The executions led to significant international criticism, with United States Secretary of State William P. Rogers condemning Iraq's actions as "repugnant to the conscience of the world" and Egypt's Al-Ahram cautioning: "The hanging of fourteen people in the public square is certainly not a heart-warming sight, nor is it the occasion for organizing a spectacle." By contrast, the Soviet Union's official radio called the executions "fully justified," while Charles de Gaulle of France said they could not be divorced from the broader Arab–Israeli conflict. Baghdad Radio rebutted Iraq's critics: "We hanged spies, but the Jews crucified Christ." According to author Kanan Makiya, the negative publicity "has less to do with the activities of a Zionist lobby as the Ba'ath claimed, as much as it was the outcome of the deliberately public nature of the proceedings. Later the Ba'ath learnt the art of sealing out the outside world." The persecution of Iraq's Jews continued after the spy trials: "By the time of the August executions, 51 Jews had been killed by the regime in 1969 alone; 100 more were imprisoned or tortured." In the early 1970s, nearly all of Iraq's Jewish population left after being permitted to leave. Only a small number stayed behind, largely those who were too old to travel.

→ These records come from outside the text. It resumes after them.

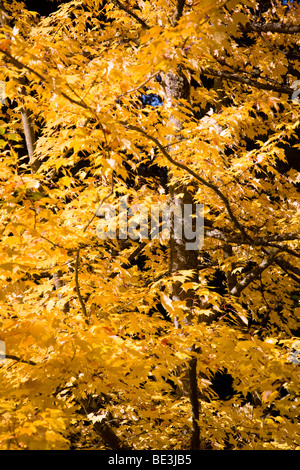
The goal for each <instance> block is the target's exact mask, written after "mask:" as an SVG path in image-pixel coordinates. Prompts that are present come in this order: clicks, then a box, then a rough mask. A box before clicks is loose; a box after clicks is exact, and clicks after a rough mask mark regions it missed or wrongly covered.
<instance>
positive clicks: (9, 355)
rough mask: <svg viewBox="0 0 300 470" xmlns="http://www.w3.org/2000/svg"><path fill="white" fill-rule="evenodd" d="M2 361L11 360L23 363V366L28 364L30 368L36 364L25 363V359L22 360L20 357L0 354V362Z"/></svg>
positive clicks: (32, 363)
mask: <svg viewBox="0 0 300 470" xmlns="http://www.w3.org/2000/svg"><path fill="white" fill-rule="evenodd" d="M3 359H12V360H14V361H17V362H23V363H24V364H29V365H31V366H36V365H37V363H36V362H34V361H31V360H29V361H26V360H25V359H22V358H21V357H18V356H15V355H14V354H0V361H1V360H3Z"/></svg>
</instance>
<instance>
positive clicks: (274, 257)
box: [230, 251, 278, 297]
mask: <svg viewBox="0 0 300 470" xmlns="http://www.w3.org/2000/svg"><path fill="white" fill-rule="evenodd" d="M277 254H278V251H276V252H273V253H272V254H271V255H270V256H269V257H268V258H267V259H264V260H263V261H262V262H261V263H260V264H259V265H258V266H256V267H255V268H253V269H252V270H251V271H250V273H248V274H247V275H246V276H245V277H244V279H242V280H241V281H240V282H239V283H238V284H236V285H235V286H234V287H233V288H232V289H231V291H230V293H231V295H234V296H235V297H238V296H239V295H240V294H241V292H242V291H243V290H244V289H246V287H248V285H249V284H251V282H253V281H255V280H256V279H258V277H259V276H260V274H261V273H262V272H263V271H264V270H265V269H267V268H268V267H269V266H270V265H271V264H272V263H273V262H274V260H275V257H276V256H277Z"/></svg>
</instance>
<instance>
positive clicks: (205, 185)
mask: <svg viewBox="0 0 300 470" xmlns="http://www.w3.org/2000/svg"><path fill="white" fill-rule="evenodd" d="M120 124H122V125H123V126H124V127H126V128H127V129H130V130H133V131H136V132H138V133H140V134H142V135H143V136H144V137H146V138H147V139H149V140H151V141H152V142H154V143H155V144H156V145H157V147H158V148H159V150H160V151H161V153H162V154H163V155H164V157H166V159H167V160H168V161H169V162H170V163H172V164H173V165H175V166H176V167H178V168H181V169H182V170H184V171H186V172H187V173H189V174H190V175H191V176H193V177H194V178H195V179H196V180H197V181H199V183H201V184H203V185H204V186H206V187H207V188H209V189H211V190H212V191H214V192H215V193H216V194H217V196H219V198H220V199H221V200H222V201H223V204H224V205H225V207H226V210H227V212H228V215H229V217H230V219H231V220H232V222H233V223H234V225H235V226H236V228H237V229H238V230H239V231H240V232H241V234H242V236H243V237H244V238H245V239H249V240H250V237H249V235H248V234H247V233H246V231H245V229H244V227H243V226H242V225H241V224H240V222H239V221H238V219H237V218H236V217H235V215H234V214H233V211H232V209H231V206H230V203H229V201H228V199H227V197H226V196H225V195H224V194H223V193H222V191H221V190H220V189H219V188H218V187H217V186H216V185H214V184H213V183H210V182H208V181H206V180H205V179H204V178H202V177H201V176H199V175H198V174H197V173H196V172H195V171H194V170H192V169H191V168H189V167H188V166H187V165H185V164H184V163H181V162H178V161H176V160H174V159H173V157H171V155H170V154H169V153H168V152H167V151H166V149H165V147H164V146H163V145H162V144H161V143H160V142H159V140H158V139H156V138H155V137H153V136H152V135H150V134H147V132H146V131H144V130H143V129H142V128H140V127H138V126H133V125H131V124H128V123H127V122H124V121H120Z"/></svg>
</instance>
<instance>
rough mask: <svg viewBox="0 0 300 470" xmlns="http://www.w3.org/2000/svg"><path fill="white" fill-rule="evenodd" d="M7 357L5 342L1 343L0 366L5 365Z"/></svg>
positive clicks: (0, 344) (2, 342) (0, 347)
mask: <svg viewBox="0 0 300 470" xmlns="http://www.w3.org/2000/svg"><path fill="white" fill-rule="evenodd" d="M5 357H6V349H5V343H4V341H0V364H3V363H4V361H5Z"/></svg>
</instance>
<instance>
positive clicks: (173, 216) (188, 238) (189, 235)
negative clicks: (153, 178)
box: [96, 197, 204, 250]
mask: <svg viewBox="0 0 300 470" xmlns="http://www.w3.org/2000/svg"><path fill="white" fill-rule="evenodd" d="M203 209H204V205H203V204H195V205H192V204H182V205H178V204H170V205H169V204H166V203H164V204H152V205H151V206H150V207H147V206H145V205H143V204H134V205H133V206H130V207H128V206H127V198H126V197H121V198H120V199H119V204H118V207H117V208H116V207H115V206H112V205H109V204H105V205H103V206H101V207H100V208H99V209H98V210H97V216H98V217H99V218H100V219H101V220H100V221H99V222H98V224H97V230H96V231H97V236H98V237H99V238H100V239H101V240H106V239H107V238H110V239H113V240H117V239H118V240H127V239H128V238H130V239H131V240H149V239H150V240H155V239H159V238H161V239H163V240H168V239H170V238H171V234H172V236H173V237H174V238H175V239H176V240H184V243H185V248H186V250H199V249H200V248H202V246H203V240H204V210H203Z"/></svg>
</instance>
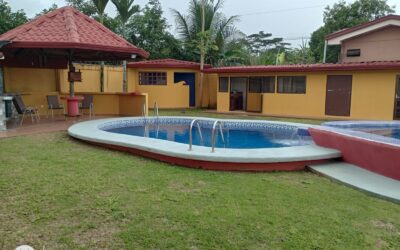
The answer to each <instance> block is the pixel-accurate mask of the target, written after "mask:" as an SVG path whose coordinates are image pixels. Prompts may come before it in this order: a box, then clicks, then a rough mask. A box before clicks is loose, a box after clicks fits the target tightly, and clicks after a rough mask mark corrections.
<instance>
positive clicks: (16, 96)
mask: <svg viewBox="0 0 400 250" xmlns="http://www.w3.org/2000/svg"><path fill="white" fill-rule="evenodd" d="M13 103H14V106H15V109H16V110H17V113H18V118H19V117H20V116H22V118H21V121H20V124H19V125H20V126H21V125H22V123H23V122H24V119H25V115H31V119H32V122H34V121H35V120H36V121H40V116H39V112H38V109H37V108H35V107H29V106H25V104H24V101H23V100H22V98H21V96H20V95H15V96H14V98H13Z"/></svg>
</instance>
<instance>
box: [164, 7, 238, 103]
mask: <svg viewBox="0 0 400 250" xmlns="http://www.w3.org/2000/svg"><path fill="white" fill-rule="evenodd" d="M222 6H223V0H217V1H214V0H192V1H191V2H190V4H189V10H188V14H187V15H184V14H182V13H180V12H179V11H177V10H172V12H173V14H174V16H175V19H176V23H177V30H178V33H179V35H180V36H181V39H182V40H183V41H184V43H185V44H186V46H187V47H192V48H190V49H193V46H194V48H195V49H196V50H197V51H199V54H200V69H201V71H202V69H203V67H204V62H205V58H206V57H212V56H213V55H211V53H212V51H213V50H214V51H217V52H218V51H222V50H223V48H224V46H225V42H226V39H227V38H229V37H230V36H231V35H232V34H233V33H234V30H235V26H234V23H235V22H236V21H237V20H238V16H231V17H229V18H226V17H225V16H224V15H223V14H222V13H221V12H220V11H221V8H222ZM217 55H218V53H217ZM200 74H201V78H200V85H199V91H200V106H202V105H203V79H204V77H203V73H202V72H201V73H200Z"/></svg>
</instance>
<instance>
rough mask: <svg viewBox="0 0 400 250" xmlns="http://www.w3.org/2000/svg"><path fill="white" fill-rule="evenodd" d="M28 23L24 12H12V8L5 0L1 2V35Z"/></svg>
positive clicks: (0, 5) (26, 18) (18, 11)
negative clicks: (26, 23)
mask: <svg viewBox="0 0 400 250" xmlns="http://www.w3.org/2000/svg"><path fill="white" fill-rule="evenodd" d="M27 21H28V18H27V17H26V14H25V12H24V11H23V10H18V11H16V12H12V11H11V7H10V6H9V5H8V3H7V2H5V1H4V0H0V34H3V33H4V32H6V31H9V30H11V29H13V28H15V27H17V26H19V25H21V24H24V23H26V22H27Z"/></svg>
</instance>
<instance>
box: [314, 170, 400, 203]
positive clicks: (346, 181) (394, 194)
mask: <svg viewBox="0 0 400 250" xmlns="http://www.w3.org/2000/svg"><path fill="white" fill-rule="evenodd" d="M309 168H310V169H311V171H313V172H315V173H318V174H321V175H323V176H326V177H328V178H331V179H333V180H336V181H339V182H341V183H343V184H345V185H349V186H351V187H354V188H357V189H359V190H361V191H365V192H367V193H369V194H371V195H374V196H377V197H380V198H383V199H387V200H390V201H393V202H396V203H400V181H398V180H395V179H391V178H388V177H385V176H382V175H379V174H376V173H373V172H370V171H368V170H365V169H363V168H360V167H357V166H355V165H352V164H348V163H344V162H333V163H325V164H317V165H312V166H309Z"/></svg>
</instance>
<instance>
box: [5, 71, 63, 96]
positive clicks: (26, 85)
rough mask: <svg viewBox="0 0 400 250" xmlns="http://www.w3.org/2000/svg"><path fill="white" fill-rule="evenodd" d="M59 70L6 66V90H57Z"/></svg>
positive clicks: (44, 91)
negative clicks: (56, 85) (24, 67)
mask: <svg viewBox="0 0 400 250" xmlns="http://www.w3.org/2000/svg"><path fill="white" fill-rule="evenodd" d="M56 79H57V70H55V69H35V68H8V67H5V68H4V82H5V91H6V92H18V93H25V92H48V91H57V86H56Z"/></svg>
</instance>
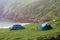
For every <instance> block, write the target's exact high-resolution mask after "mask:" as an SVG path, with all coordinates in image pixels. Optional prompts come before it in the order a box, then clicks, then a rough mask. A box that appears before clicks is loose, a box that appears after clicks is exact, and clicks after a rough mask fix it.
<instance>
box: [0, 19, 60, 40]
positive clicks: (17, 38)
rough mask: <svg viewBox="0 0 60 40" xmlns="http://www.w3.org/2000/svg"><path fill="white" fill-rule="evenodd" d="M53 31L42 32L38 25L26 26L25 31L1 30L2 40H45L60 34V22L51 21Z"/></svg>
mask: <svg viewBox="0 0 60 40" xmlns="http://www.w3.org/2000/svg"><path fill="white" fill-rule="evenodd" d="M50 24H51V26H52V27H53V29H52V30H47V31H40V30H39V28H40V27H39V26H40V25H41V23H38V24H29V25H26V26H25V28H26V29H24V30H14V31H13V30H12V31H10V30H9V29H0V40H45V39H46V38H50V37H55V36H56V35H58V34H60V20H56V21H51V22H50Z"/></svg>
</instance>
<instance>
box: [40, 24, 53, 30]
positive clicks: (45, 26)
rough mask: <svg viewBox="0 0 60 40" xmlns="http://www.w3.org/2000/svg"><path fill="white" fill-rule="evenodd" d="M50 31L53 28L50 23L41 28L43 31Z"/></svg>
mask: <svg viewBox="0 0 60 40" xmlns="http://www.w3.org/2000/svg"><path fill="white" fill-rule="evenodd" d="M50 29H52V27H51V25H50V24H49V23H43V24H42V25H41V27H40V30H41V31H45V30H50Z"/></svg>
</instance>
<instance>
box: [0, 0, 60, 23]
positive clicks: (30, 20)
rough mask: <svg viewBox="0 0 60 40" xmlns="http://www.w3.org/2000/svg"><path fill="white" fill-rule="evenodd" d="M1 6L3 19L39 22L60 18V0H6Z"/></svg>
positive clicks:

Makiya credits the hangings with helping the Ba'athist government consolidate control of Iraq, stating: "The terror that, from a Ba'athist viewpoint, was premature and badly handled in 1963, worked and was skillfully deployed the second time around."

The story of the hangings has been told in fiction in Mona Yahia's novel When the Grey Beetles Took Over Baghdad, in Max Sawdayee's account All Waiting to be Hanged and in the memoir Chopping Onions on my Heart or Always Carry Salt by Samantha Ellis whose mother's cousin was one of the victims.